My son, realizing what the death of my aunts had been to me, and knowing
how deeply I regretted that our line had come to an abrupt end, with all of
them gone now and me the last to bear the surname, gave Serenity that
surname as a middle name. I was grateful and touched. Perhaps the surname would live on then, not as a surname, but as a name to be passed on, and the stories of a family with it.

I nestled the small body against my own and rocked, grateful to finally be
alone with this little being, to remember the days of my own children's
births. Memories flooded, and I remembered something curious my father had said at the birth of my son, his first grandchild. "I started all this!,"
he bragged proudly. I remember laughing, and thinking, "Typical
grandpa. Yeah, dad, and you had a bit of help." So I was amused at my own
thought as I held this tiny creature with her creamy skin and perfect
features. "I started all this…if it had not been for…" and suddenly a bit
of awe overtook me. I lay that baby down in my lap and gazed at her face,
searching for family resemblances, seeing one of my own children in that
creamy complexion and those fat chubby cheeks. I was relieved not to see
any sign of the "family monument", the nose that gives us away as a certain family line. I checked her hands and sure enough there were the long
slender fingers of my father's family, and there was the dark hair of my
mother's. Of course, I admitted, it could also be of her own mother's
family. I checked the tiny toes, relieved to see those must have come from
another side of the house. I laughed at my own attempts to peg this tiny
being into neat little family pigeon holes, and remembered doing this as a
mother, and now I was a grandmother doing this all over again. And the
thoughts kept coming.

All the time thinking, thinking a hundred myriad thoughts. All the things
new grandparents must feel and think flooded my mind and my heart. I
realized I was literally holding in my hands a child that was here because
of all the people I loved, and all the people her mother's family had
loved, all somehow now in one package. I realized I was holding in my
hands the culmination of all of our roots, our ancestry. Mentally I traced
back all of the grandparents on my side of the house for as far as I could
remember, and realized that because each of those couples had come together in all of those generations…we now had Serenity. Mentally I traced all of the grandparents I knew of on her mother's side of the house, and realized again that because they were…she was…Serenity. And though it seems so perfectly logical, for a moment the awesome realization struck me as the wondrous thing it really is. Our roots were alive and well…and she was the fresh young budding sprout springing from those roots. The stump of the tree that sat there dormant all winter was only waiting a bit for spring,
for summer.

Our family only appeared to have ended, our family line's name had changed, yes. And I the last to bear the line's ancestral name, but the tree was not really gone. Unable to sprout and grow from limbs and trunk rising into the air, it had simply reached into the soil with its probing roots,
reached and prodded until finally it found the sustenance and nourishment
to sprout again, to send tiny budding shoots out to grace our family
again. It was a reminder. And a promise. And a lesson.

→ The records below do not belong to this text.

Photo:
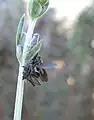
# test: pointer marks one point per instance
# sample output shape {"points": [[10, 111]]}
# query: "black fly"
{"points": [[33, 72]]}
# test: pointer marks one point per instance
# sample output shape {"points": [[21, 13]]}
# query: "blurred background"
{"points": [[68, 32]]}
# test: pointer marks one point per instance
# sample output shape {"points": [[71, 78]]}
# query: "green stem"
{"points": [[20, 84]]}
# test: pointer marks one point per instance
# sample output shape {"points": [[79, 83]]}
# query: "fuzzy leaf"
{"points": [[32, 51], [19, 30], [19, 52]]}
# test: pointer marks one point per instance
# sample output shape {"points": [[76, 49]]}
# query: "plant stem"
{"points": [[20, 84]]}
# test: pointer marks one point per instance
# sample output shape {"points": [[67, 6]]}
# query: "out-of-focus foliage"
{"points": [[69, 91]]}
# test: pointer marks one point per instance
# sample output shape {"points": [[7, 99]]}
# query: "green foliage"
{"points": [[19, 30], [32, 51], [37, 8]]}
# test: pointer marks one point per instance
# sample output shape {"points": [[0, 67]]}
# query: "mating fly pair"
{"points": [[33, 71]]}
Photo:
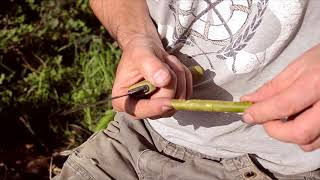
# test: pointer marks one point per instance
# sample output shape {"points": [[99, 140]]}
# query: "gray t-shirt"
{"points": [[241, 44]]}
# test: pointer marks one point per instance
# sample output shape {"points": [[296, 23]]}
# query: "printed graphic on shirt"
{"points": [[227, 27]]}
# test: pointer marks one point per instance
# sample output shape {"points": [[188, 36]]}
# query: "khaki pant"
{"points": [[130, 149]]}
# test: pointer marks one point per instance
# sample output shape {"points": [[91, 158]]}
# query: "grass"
{"points": [[54, 56]]}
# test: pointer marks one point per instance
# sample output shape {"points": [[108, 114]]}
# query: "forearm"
{"points": [[125, 19]]}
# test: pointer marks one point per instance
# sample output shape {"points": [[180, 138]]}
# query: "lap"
{"points": [[129, 149]]}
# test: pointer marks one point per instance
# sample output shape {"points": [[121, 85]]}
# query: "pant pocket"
{"points": [[80, 167], [153, 165]]}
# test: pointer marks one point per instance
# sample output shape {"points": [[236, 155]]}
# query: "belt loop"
{"points": [[245, 167]]}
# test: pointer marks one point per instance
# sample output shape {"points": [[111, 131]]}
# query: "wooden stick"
{"points": [[210, 105]]}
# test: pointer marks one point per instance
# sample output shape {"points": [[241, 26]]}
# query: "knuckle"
{"points": [[307, 148], [301, 136], [286, 108]]}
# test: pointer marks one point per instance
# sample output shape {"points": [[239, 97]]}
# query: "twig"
{"points": [[40, 60], [5, 170], [50, 167], [28, 66]]}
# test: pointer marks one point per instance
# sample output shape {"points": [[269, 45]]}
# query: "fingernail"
{"points": [[160, 77], [166, 108], [247, 118]]}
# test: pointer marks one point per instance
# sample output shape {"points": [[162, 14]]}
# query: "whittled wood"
{"points": [[210, 105]]}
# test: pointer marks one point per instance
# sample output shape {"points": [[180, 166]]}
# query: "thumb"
{"points": [[155, 71]]}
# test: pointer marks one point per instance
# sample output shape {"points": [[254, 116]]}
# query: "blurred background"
{"points": [[54, 56]]}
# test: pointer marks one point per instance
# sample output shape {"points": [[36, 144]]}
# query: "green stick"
{"points": [[209, 105]]}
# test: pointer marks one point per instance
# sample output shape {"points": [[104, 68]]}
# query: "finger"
{"points": [[154, 70], [147, 108], [169, 91], [189, 81], [179, 69], [303, 130], [276, 85], [311, 147], [290, 101]]}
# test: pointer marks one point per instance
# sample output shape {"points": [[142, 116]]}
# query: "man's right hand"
{"points": [[144, 58]]}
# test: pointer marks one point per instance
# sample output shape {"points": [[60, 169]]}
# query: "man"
{"points": [[242, 45]]}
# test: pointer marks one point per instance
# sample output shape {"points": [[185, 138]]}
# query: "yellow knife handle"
{"points": [[145, 88]]}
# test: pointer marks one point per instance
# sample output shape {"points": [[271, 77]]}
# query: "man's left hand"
{"points": [[288, 106]]}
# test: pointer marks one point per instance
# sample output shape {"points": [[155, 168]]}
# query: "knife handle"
{"points": [[145, 88]]}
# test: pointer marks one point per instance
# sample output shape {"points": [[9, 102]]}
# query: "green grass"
{"points": [[55, 56]]}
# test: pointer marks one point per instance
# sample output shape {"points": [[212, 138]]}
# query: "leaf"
{"points": [[237, 42], [249, 37], [257, 25], [241, 47], [230, 54], [253, 21], [245, 35]]}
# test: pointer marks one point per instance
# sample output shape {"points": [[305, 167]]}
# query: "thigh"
{"points": [[111, 153]]}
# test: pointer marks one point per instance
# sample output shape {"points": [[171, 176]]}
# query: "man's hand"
{"points": [[289, 105], [144, 58]]}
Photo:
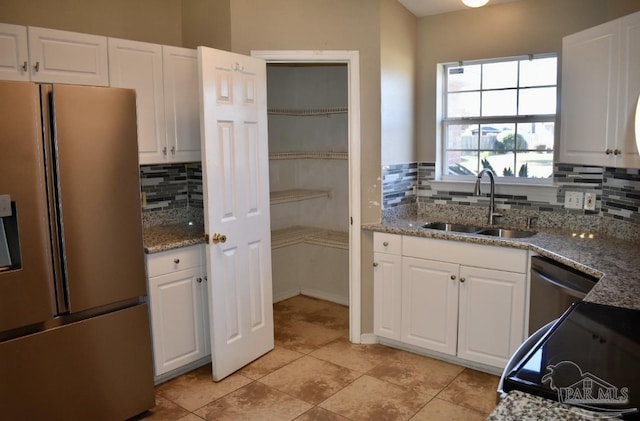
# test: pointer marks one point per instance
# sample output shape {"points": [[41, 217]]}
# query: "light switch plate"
{"points": [[573, 200], [5, 205], [590, 201]]}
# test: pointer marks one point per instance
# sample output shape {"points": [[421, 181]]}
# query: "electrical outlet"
{"points": [[590, 201], [573, 200]]}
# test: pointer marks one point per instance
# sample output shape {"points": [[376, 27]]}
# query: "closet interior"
{"points": [[309, 180]]}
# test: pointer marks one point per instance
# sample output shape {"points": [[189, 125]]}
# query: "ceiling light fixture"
{"points": [[475, 3]]}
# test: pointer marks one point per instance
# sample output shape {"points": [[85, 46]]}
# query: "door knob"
{"points": [[218, 238]]}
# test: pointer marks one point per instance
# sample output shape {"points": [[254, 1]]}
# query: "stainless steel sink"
{"points": [[445, 226], [506, 233], [472, 229]]}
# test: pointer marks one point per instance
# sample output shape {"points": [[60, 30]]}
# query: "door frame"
{"points": [[352, 60]]}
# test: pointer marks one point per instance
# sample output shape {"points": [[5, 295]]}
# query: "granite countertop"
{"points": [[170, 236], [616, 262]]}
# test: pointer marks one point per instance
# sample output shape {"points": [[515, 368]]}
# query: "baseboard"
{"points": [[285, 295], [440, 356], [368, 339], [182, 370], [334, 298]]}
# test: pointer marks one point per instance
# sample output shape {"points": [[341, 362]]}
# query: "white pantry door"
{"points": [[236, 200]]}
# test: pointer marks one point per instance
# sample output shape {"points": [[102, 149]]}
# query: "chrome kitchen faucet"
{"points": [[476, 192]]}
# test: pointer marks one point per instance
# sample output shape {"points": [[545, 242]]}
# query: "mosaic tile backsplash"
{"points": [[172, 186], [617, 192]]}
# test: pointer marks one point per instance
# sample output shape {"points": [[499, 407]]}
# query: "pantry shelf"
{"points": [[307, 111], [308, 155], [296, 195], [309, 235]]}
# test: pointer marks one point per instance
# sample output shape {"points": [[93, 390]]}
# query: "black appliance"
{"points": [[590, 358]]}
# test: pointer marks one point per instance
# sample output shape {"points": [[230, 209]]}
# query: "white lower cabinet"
{"points": [[456, 298], [179, 308], [491, 315], [429, 304]]}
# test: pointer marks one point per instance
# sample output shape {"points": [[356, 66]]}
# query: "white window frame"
{"points": [[443, 122]]}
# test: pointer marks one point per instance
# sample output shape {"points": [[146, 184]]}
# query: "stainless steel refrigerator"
{"points": [[74, 327]]}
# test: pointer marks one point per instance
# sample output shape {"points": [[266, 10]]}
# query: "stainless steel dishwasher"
{"points": [[554, 287]]}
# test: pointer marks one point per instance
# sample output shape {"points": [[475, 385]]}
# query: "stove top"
{"points": [[590, 358]]}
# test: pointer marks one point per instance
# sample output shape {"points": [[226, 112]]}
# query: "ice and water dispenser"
{"points": [[9, 240]]}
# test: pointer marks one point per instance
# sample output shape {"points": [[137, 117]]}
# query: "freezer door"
{"points": [[97, 369], [26, 292], [98, 194]]}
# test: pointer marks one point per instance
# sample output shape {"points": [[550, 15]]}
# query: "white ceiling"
{"points": [[433, 7]]}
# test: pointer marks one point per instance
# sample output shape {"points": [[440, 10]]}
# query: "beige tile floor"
{"points": [[315, 373]]}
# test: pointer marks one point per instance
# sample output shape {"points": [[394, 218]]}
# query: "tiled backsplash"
{"points": [[172, 186], [617, 191]]}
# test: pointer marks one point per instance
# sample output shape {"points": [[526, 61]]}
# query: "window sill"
{"points": [[534, 192]]}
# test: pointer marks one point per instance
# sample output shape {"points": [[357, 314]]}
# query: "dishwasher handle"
{"points": [[571, 291]]}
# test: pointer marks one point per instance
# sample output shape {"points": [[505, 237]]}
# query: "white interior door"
{"points": [[236, 196]]}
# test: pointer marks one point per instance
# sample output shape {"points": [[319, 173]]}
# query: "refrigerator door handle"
{"points": [[48, 128]]}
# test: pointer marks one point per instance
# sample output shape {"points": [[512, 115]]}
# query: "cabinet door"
{"points": [[177, 319], [430, 304], [387, 295], [67, 57], [138, 65], [491, 315], [629, 91], [589, 95], [181, 103], [13, 52]]}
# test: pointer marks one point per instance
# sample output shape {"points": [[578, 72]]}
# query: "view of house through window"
{"points": [[500, 114]]}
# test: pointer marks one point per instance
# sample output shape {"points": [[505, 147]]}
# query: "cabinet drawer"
{"points": [[387, 243], [174, 260], [484, 256]]}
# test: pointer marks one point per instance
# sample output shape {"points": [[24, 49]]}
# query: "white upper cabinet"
{"points": [[181, 103], [166, 82], [14, 52], [138, 65], [599, 94], [67, 57], [629, 90]]}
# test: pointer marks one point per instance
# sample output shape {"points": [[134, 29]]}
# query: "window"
{"points": [[499, 114]]}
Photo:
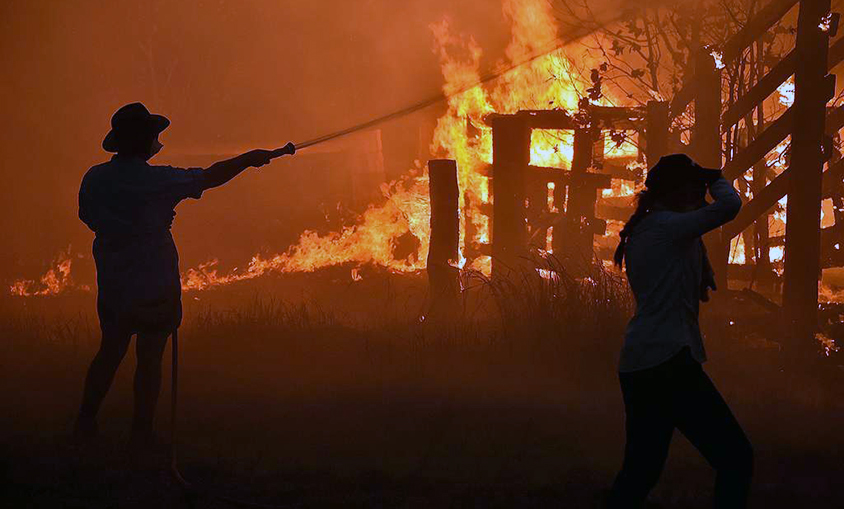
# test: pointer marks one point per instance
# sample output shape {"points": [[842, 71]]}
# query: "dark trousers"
{"points": [[678, 394], [115, 342]]}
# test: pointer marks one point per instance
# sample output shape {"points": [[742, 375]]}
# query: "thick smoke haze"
{"points": [[229, 74]]}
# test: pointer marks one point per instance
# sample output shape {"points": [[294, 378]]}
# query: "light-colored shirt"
{"points": [[129, 204], [663, 259]]}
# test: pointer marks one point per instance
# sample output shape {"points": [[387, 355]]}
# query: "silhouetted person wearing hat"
{"points": [[129, 204], [662, 380]]}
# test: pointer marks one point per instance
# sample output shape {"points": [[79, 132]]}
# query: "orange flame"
{"points": [[56, 280]]}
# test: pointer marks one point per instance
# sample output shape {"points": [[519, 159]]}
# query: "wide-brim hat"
{"points": [[131, 121], [674, 170]]}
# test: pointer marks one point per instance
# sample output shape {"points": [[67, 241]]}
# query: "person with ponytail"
{"points": [[662, 380]]}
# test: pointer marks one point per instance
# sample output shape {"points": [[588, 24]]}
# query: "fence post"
{"points": [[706, 147], [656, 131], [813, 89], [510, 160], [445, 235]]}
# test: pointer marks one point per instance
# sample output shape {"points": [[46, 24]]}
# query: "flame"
{"points": [[55, 281], [786, 92], [460, 134]]}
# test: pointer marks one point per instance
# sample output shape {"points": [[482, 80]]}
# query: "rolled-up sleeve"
{"points": [[184, 183]]}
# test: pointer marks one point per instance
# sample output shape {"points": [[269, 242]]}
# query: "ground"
{"points": [[365, 406]]}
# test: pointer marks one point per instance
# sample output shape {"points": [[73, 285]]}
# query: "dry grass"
{"points": [[513, 404]]}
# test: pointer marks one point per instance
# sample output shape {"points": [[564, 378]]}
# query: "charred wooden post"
{"points": [[445, 234], [706, 146], [510, 160], [656, 131], [575, 244], [813, 88]]}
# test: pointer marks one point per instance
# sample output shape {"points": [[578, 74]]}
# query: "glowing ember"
{"points": [[786, 92], [56, 280]]}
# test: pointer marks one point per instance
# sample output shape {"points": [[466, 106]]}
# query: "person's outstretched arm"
{"points": [[221, 172], [694, 224]]}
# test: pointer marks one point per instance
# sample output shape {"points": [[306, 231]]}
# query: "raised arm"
{"points": [[723, 210], [221, 172]]}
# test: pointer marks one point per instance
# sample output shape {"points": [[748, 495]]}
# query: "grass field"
{"points": [[315, 391]]}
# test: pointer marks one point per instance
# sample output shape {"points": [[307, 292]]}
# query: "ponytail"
{"points": [[644, 203]]}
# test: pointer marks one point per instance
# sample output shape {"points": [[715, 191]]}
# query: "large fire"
{"points": [[552, 81], [461, 134]]}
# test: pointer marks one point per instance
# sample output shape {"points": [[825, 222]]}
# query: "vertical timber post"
{"points": [[706, 145], [576, 238], [813, 88], [510, 160], [445, 236], [656, 131]]}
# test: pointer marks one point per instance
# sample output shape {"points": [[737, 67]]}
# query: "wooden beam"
{"points": [[802, 245], [765, 87], [443, 278], [773, 192], [772, 80], [511, 156], [759, 147], [656, 132], [763, 20]]}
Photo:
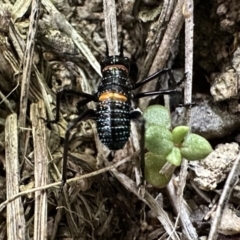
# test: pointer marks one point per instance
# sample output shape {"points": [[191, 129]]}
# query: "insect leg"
{"points": [[152, 93], [154, 76], [137, 116], [90, 113], [64, 92]]}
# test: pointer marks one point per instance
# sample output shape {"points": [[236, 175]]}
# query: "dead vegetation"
{"points": [[54, 44]]}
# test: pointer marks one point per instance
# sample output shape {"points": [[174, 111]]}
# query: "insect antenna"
{"points": [[107, 51], [121, 47]]}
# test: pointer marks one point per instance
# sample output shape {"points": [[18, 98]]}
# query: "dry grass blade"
{"points": [[110, 18], [15, 214], [67, 28], [27, 61], [40, 169], [150, 201]]}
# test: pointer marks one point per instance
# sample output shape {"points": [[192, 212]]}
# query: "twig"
{"points": [[227, 190], [40, 169], [188, 13], [89, 175], [173, 28], [15, 213]]}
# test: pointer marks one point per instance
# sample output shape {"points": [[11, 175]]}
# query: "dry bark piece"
{"points": [[208, 120], [216, 166], [230, 222], [225, 86]]}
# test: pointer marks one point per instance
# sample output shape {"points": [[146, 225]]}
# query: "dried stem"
{"points": [[15, 213], [40, 169], [110, 20]]}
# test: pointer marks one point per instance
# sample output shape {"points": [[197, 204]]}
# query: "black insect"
{"points": [[114, 111]]}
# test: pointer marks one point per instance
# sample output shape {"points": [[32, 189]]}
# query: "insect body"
{"points": [[113, 98], [114, 103]]}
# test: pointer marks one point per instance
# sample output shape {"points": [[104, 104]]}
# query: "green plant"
{"points": [[167, 148]]}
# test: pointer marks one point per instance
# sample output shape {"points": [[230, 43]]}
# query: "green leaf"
{"points": [[158, 140], [195, 147], [158, 115], [179, 133], [175, 157], [153, 164]]}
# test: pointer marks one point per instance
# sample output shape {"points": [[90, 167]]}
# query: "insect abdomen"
{"points": [[113, 123]]}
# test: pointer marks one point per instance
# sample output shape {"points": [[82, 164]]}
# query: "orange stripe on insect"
{"points": [[112, 96]]}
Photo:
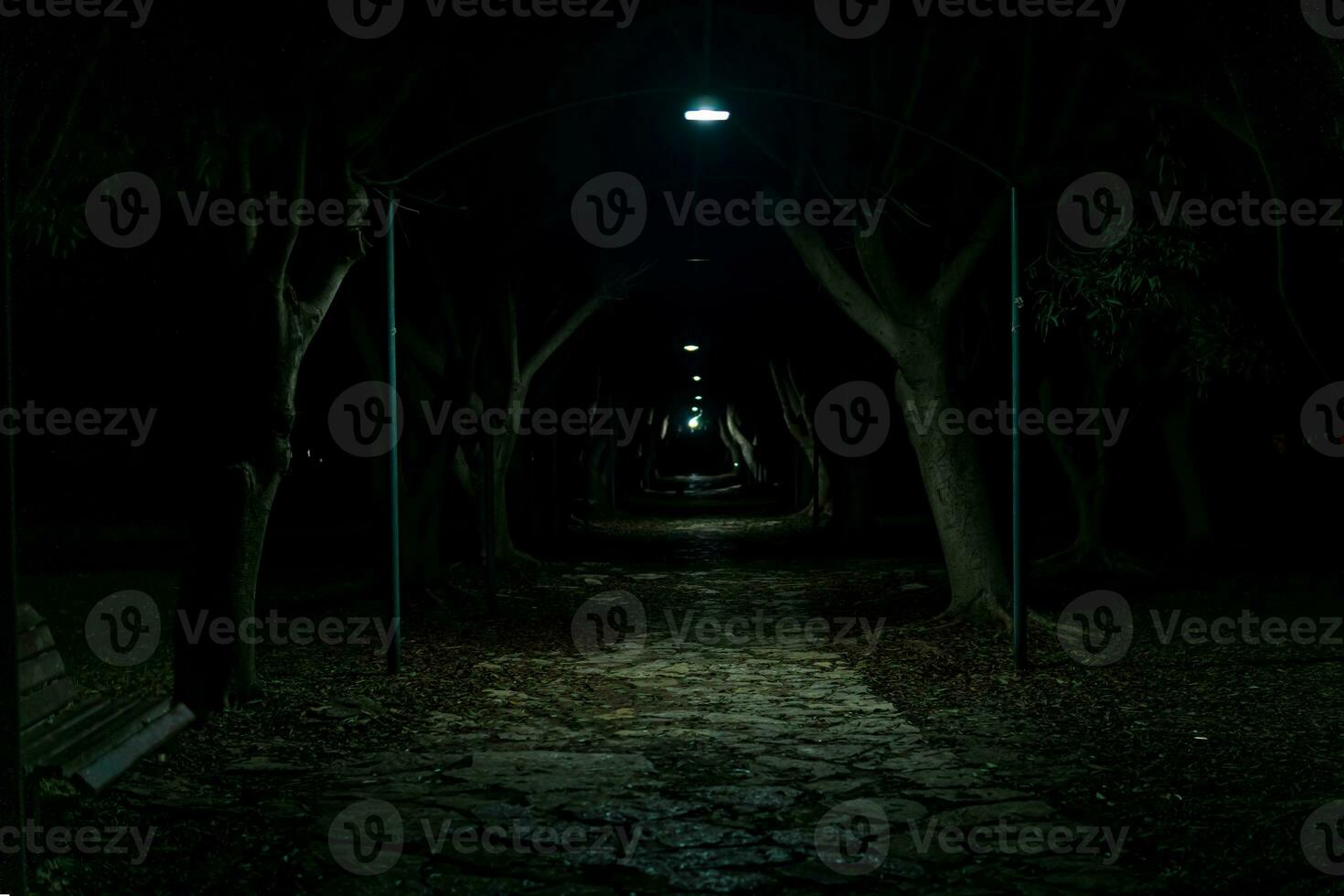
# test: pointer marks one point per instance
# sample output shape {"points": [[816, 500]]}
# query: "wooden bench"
{"points": [[89, 741]]}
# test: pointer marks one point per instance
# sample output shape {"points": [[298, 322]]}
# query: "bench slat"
{"points": [[28, 618], [34, 643], [45, 741], [35, 707], [113, 764], [131, 715], [40, 669]]}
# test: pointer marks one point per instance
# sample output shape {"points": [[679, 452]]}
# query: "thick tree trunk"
{"points": [[277, 308], [955, 485], [233, 516], [1186, 473]]}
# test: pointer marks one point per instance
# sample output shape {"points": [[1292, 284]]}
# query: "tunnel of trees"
{"points": [[709, 400]]}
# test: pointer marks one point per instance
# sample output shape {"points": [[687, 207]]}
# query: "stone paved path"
{"points": [[757, 761], [700, 736]]}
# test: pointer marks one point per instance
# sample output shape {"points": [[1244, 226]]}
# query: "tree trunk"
{"points": [[283, 304], [949, 466], [1186, 473]]}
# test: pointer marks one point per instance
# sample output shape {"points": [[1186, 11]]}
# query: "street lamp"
{"points": [[706, 114]]}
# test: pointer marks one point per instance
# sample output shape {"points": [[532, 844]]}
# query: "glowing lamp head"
{"points": [[706, 114]]}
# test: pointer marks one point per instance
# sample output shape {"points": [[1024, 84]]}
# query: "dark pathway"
{"points": [[702, 730]]}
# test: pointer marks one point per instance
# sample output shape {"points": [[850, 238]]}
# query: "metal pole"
{"points": [[1019, 603], [816, 484], [12, 868], [394, 647], [488, 513]]}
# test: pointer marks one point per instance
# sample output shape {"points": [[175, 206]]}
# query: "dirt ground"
{"points": [[706, 704]]}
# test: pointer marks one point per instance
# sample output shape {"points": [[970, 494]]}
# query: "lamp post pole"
{"points": [[394, 647], [12, 868]]}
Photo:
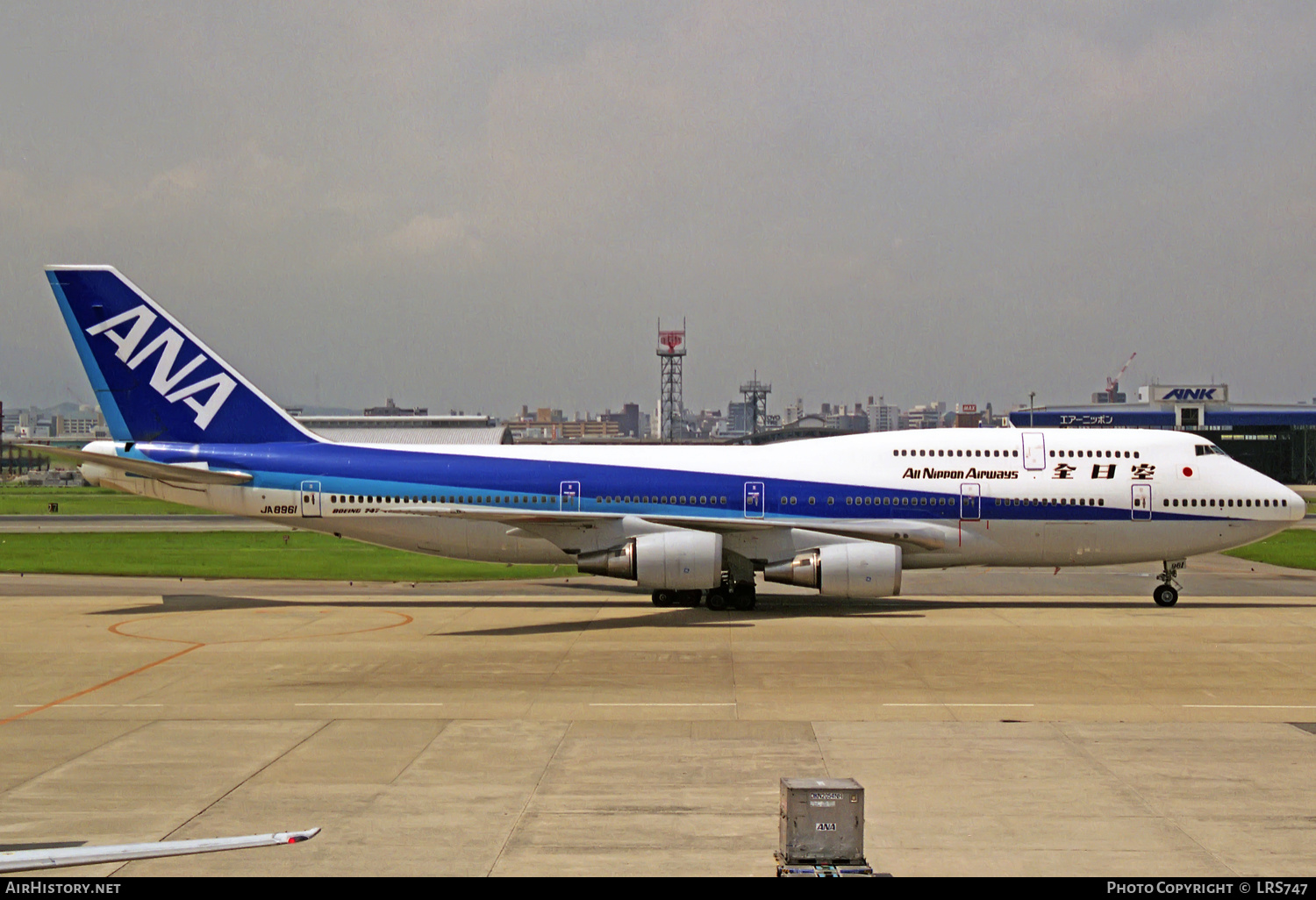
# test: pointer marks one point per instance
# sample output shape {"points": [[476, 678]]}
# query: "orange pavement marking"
{"points": [[97, 687], [194, 645]]}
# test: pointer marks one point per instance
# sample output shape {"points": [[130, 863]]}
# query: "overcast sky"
{"points": [[479, 205]]}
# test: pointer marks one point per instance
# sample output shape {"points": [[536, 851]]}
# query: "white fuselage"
{"points": [[947, 496]]}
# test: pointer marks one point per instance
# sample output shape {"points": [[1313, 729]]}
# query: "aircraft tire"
{"points": [[1165, 596]]}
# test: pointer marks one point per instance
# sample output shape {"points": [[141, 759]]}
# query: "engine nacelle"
{"points": [[842, 570], [681, 561]]}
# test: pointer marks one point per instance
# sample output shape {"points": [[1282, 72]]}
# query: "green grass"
{"points": [[1295, 549], [25, 500], [242, 554]]}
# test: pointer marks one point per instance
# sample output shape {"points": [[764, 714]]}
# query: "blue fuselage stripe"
{"points": [[619, 489]]}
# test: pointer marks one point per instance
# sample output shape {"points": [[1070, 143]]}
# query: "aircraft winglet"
{"points": [[18, 861]]}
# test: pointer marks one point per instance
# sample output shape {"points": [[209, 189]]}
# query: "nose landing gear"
{"points": [[1168, 594]]}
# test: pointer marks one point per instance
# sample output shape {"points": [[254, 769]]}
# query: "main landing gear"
{"points": [[1168, 595], [732, 595], [728, 596], [669, 597]]}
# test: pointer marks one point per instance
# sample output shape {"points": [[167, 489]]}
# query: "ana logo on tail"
{"points": [[166, 378]]}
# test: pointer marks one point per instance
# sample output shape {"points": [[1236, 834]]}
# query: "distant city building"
{"points": [[391, 408], [402, 428], [926, 415], [968, 415], [883, 418], [626, 421]]}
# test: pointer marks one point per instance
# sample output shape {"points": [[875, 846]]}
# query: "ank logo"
{"points": [[166, 379], [1191, 394]]}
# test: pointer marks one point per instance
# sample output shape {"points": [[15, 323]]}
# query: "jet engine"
{"points": [[681, 561], [842, 570]]}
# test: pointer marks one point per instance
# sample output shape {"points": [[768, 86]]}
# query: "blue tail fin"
{"points": [[153, 378]]}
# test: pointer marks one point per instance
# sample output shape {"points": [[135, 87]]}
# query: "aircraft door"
{"points": [[570, 496], [1034, 450], [970, 502], [311, 499], [1141, 507], [755, 499]]}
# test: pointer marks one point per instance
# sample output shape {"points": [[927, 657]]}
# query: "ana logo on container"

I settled back in the rocker with Serenity. And then the other typical
thoughts of grandparents flooded me. I thought of all the things I could
do with this little being I could not do with my own. In another stage of
life now, I had the time and the financial means I did not have when I was
struggling to bring up a family. I was nearing retirement. I could bake
cookies any day! I could sit and build block castles and play dress-up at
any time of day…or night! I could take spur of the moment field trips, and
I could nap until noon in order to have a slumber party at night! I could…
and so I became a grandmother.

I sat and rocked, as I do most every day now, with Serenity laying against
my heart, and serenity warming the inside of it. I rock now…with Serenity.